We could make process wait for ``option_{one, two}`` to complete, before
returning, like this:

.. code-block:: python

  @python_app
  def process(x):
    if x > 0:
      f = option_one(x)
    else:
      f = option_two(x)
    return f.result()

but this will block the worker running ``process`` until ``option_{one, two}``
has completed. If there aren't enough workers to run ``option_{one, two}`` this
can even deadlock. (principle: apps should not wait on completion of other 
apps and should always allow parsl to handle this through dependencies)

We could make process return the ``Future`` to the main workflow thread:

.. code-block:: python

  @python_app
  def process(x):
    if x > 0:
      f = option_one(x)
    else:
      f = option_two(x)
    return f  # f is a Future[int]

  # process(3) is a Future[Future[int]]


What comes out of invoking ``process(x)`` now is a nested ``Future[Future[int]]``
- it's a promise that eventually process will give you a promise (from
``option_one, two}``) that will eventually give you an int.

We can't pass that future into post_process... because post_process wants the
final int, and that future will complete before the int is ready, and that
(outer) future will have as its value the inner future (which won't be complete yet).

So we could wait for the result in the main workflow thread:

.. code-block:: python

  f_outer = process(pre_process())  # Future[Future[int]]
  f_inner = f_outer.result  # Future[int]
  result = post_process(f_inner)
  # result == "6"

But this now blocks the main workflow thread. If we really only need to run
these three lines, that's fine, but what about if we are in a for loop that
sets up 1000 parametrised iterations:

.. code-block:: python

  for x in [1..1000]:
    f_outer = process(pre_process(x))  # Future[Future[int]]
    f_inner = f_outer.result()  # Future[int]
    result = post_process(f_inner)

The ``for`` loop can only iterate after pre_processing is done for each
iteration - it is unnecessarily serialised by the ``.result()`` call, 
so that pre_processing cannot run in parallel.

So, the rule about not calling ``.result()`` applies in the main workflow thread
too.

What join apps add is the ability for parsl to unwrap that Future[Future[int]] into a
Future[int] in a "sensible" way (eg it doesn't need to block a worker).

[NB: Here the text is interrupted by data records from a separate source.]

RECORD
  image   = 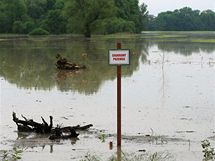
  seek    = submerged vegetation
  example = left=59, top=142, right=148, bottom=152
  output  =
left=202, top=140, right=215, bottom=161
left=0, top=0, right=215, bottom=37
left=0, top=148, right=23, bottom=161
left=80, top=152, right=174, bottom=161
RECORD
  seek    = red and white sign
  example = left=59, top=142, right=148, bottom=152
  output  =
left=109, top=49, right=130, bottom=65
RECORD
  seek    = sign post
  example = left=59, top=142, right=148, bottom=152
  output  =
left=109, top=42, right=130, bottom=150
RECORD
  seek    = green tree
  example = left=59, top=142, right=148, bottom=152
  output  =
left=44, top=10, right=67, bottom=34
left=66, top=0, right=116, bottom=37
left=13, top=21, right=25, bottom=34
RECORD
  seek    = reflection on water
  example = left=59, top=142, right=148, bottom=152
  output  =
left=0, top=36, right=215, bottom=161
left=0, top=36, right=215, bottom=94
left=0, top=38, right=147, bottom=94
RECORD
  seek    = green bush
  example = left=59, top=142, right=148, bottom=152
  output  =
left=29, top=28, right=49, bottom=35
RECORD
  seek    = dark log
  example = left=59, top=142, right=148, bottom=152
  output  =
left=13, top=112, right=52, bottom=134
left=56, top=54, right=86, bottom=70
left=49, top=128, right=79, bottom=140
left=13, top=112, right=93, bottom=140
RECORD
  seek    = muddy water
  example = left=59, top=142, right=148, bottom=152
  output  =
left=0, top=35, right=215, bottom=161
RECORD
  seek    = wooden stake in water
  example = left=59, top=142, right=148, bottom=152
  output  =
left=117, top=42, right=122, bottom=147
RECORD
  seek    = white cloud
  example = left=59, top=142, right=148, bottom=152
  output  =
left=139, top=0, right=215, bottom=15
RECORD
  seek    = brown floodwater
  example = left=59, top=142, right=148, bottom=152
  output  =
left=0, top=35, right=215, bottom=161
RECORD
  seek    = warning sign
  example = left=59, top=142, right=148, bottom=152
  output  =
left=109, top=49, right=130, bottom=65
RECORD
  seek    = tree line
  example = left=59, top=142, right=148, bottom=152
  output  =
left=0, top=0, right=146, bottom=37
left=146, top=7, right=215, bottom=31
left=0, top=0, right=215, bottom=37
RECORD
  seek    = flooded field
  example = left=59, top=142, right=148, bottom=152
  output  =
left=0, top=32, right=215, bottom=161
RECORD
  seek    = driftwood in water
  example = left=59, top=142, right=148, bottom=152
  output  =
left=56, top=54, right=86, bottom=70
left=13, top=112, right=93, bottom=140
left=13, top=112, right=53, bottom=134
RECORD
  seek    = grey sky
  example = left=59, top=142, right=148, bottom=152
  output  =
left=139, top=0, right=215, bottom=15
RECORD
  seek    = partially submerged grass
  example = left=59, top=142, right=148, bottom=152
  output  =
left=191, top=39, right=215, bottom=43
left=0, top=148, right=23, bottom=161
left=80, top=152, right=174, bottom=161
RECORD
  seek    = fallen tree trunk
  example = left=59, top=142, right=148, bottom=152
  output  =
left=13, top=112, right=93, bottom=140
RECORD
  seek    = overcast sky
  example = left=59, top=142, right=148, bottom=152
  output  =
left=139, top=0, right=215, bottom=16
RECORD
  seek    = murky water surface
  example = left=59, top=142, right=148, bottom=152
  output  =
left=0, top=32, right=215, bottom=161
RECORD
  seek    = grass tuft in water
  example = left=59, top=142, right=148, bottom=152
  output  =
left=80, top=152, right=174, bottom=161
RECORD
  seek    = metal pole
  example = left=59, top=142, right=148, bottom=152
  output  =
left=117, top=42, right=122, bottom=147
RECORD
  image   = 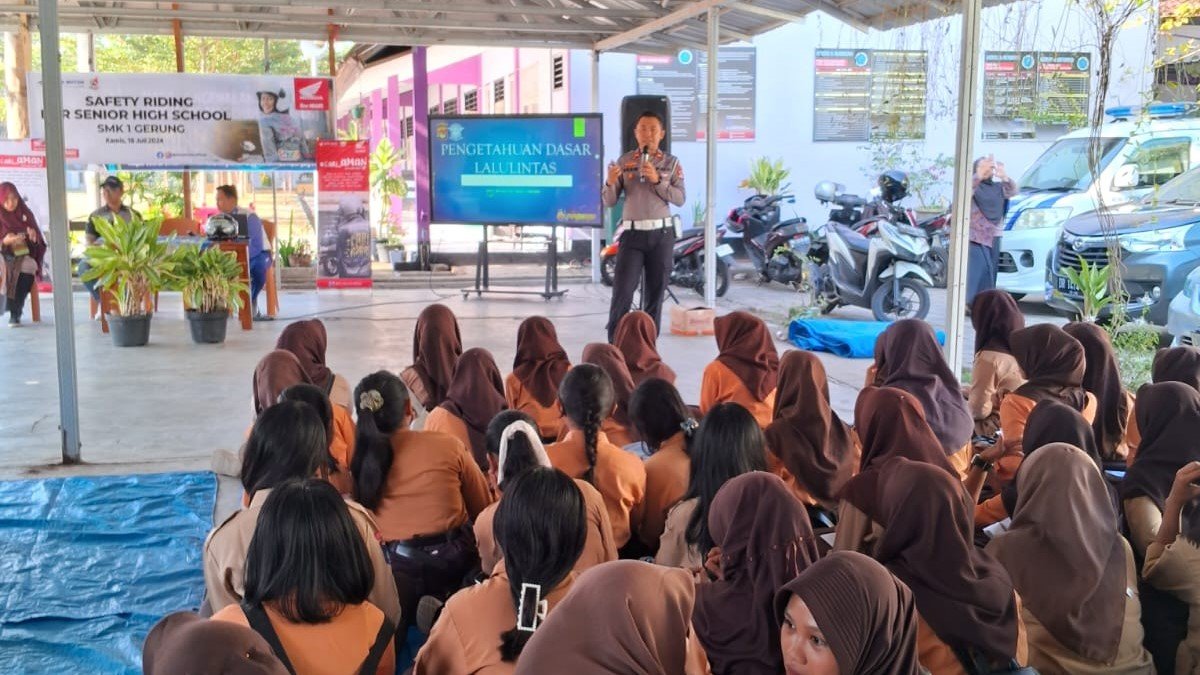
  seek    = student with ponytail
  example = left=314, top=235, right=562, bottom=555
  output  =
left=475, top=411, right=617, bottom=574
left=413, top=466, right=587, bottom=675
left=350, top=370, right=491, bottom=634
left=546, top=364, right=646, bottom=548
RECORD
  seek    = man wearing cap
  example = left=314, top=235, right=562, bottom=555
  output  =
left=217, top=185, right=272, bottom=321
left=601, top=112, right=685, bottom=342
left=78, top=175, right=142, bottom=303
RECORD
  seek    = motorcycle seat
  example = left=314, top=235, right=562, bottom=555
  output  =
left=835, top=223, right=871, bottom=253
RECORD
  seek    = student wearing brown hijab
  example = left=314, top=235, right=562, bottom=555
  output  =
left=424, top=347, right=508, bottom=471
left=612, top=311, right=674, bottom=384
left=763, top=350, right=862, bottom=510
left=142, top=611, right=289, bottom=675
left=583, top=342, right=641, bottom=448
left=775, top=551, right=924, bottom=675
left=986, top=443, right=1154, bottom=675
left=967, top=289, right=1025, bottom=437
left=871, top=458, right=1027, bottom=675
left=875, top=318, right=974, bottom=461
left=834, top=387, right=959, bottom=555
left=700, top=311, right=779, bottom=428
left=504, top=316, right=571, bottom=442
left=413, top=467, right=587, bottom=675
left=475, top=410, right=617, bottom=574
left=629, top=377, right=700, bottom=554
left=400, top=304, right=462, bottom=411
left=1062, top=321, right=1134, bottom=461
left=275, top=318, right=353, bottom=411
left=995, top=323, right=1096, bottom=475
left=516, top=560, right=709, bottom=675
left=692, top=471, right=817, bottom=675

.. _label-join-globus-compute:

Example of invoking a Futures-driven task from another system
-------------------------------------------------------------


This example shows launching some activity in another system, without
occupying a Parsl worker while that activity happens: in this example, work is
delegated to Globus Compute, which performs the work elsewhere. When the work
is completed, Globus Compute will put the result into the future that it
returns, and then (because the Parsl app is a ``@join_app``), that result will
be used as the result of the Parsl app.

As above, the motivation for doing this inside an app, rather than in the
top level is that sufficient information to launch the Globus Compute task
might not be available at start of the workflow.

This workflow will run a first stage, ``const_five``, on a Parsl worker,
then using the result of that stage, pass the result as a parameter to a
Globus Compute task, getting a ``Future`` from that submission. Then, the
results of the Globus Compute task will be passed onto a second Parsl
local task, ``times_two``.

.. code-block:: python

  import parsl
  from globus_compute_sdk import Executor

  tutorial_endpoint_uuid = '4b116d3c-1703-4f8f-9f6f-39921e5864df'
  gce = Executor(endpoint_id=tutorial_endpoint_uuid)

  def increment_in_funcx(n):
      return n+1

  @parsl.join_app
  def increment_in_parsl(n):
      future = gce.submit(increment_in_funcx, n)
      return future

  @parsl.python_app
  def times_two(n):
      return n*2

  @parsl.python_app
  def const_five():
      return 5

  parsl.load()

  workflow = times_two(increment_in_parsl(const_five()))

  r = workflow.result()

  assert r == (5+1)*2


Terminology
-----------

The term "join" comes from use of monads in functional programming, especially Haskell.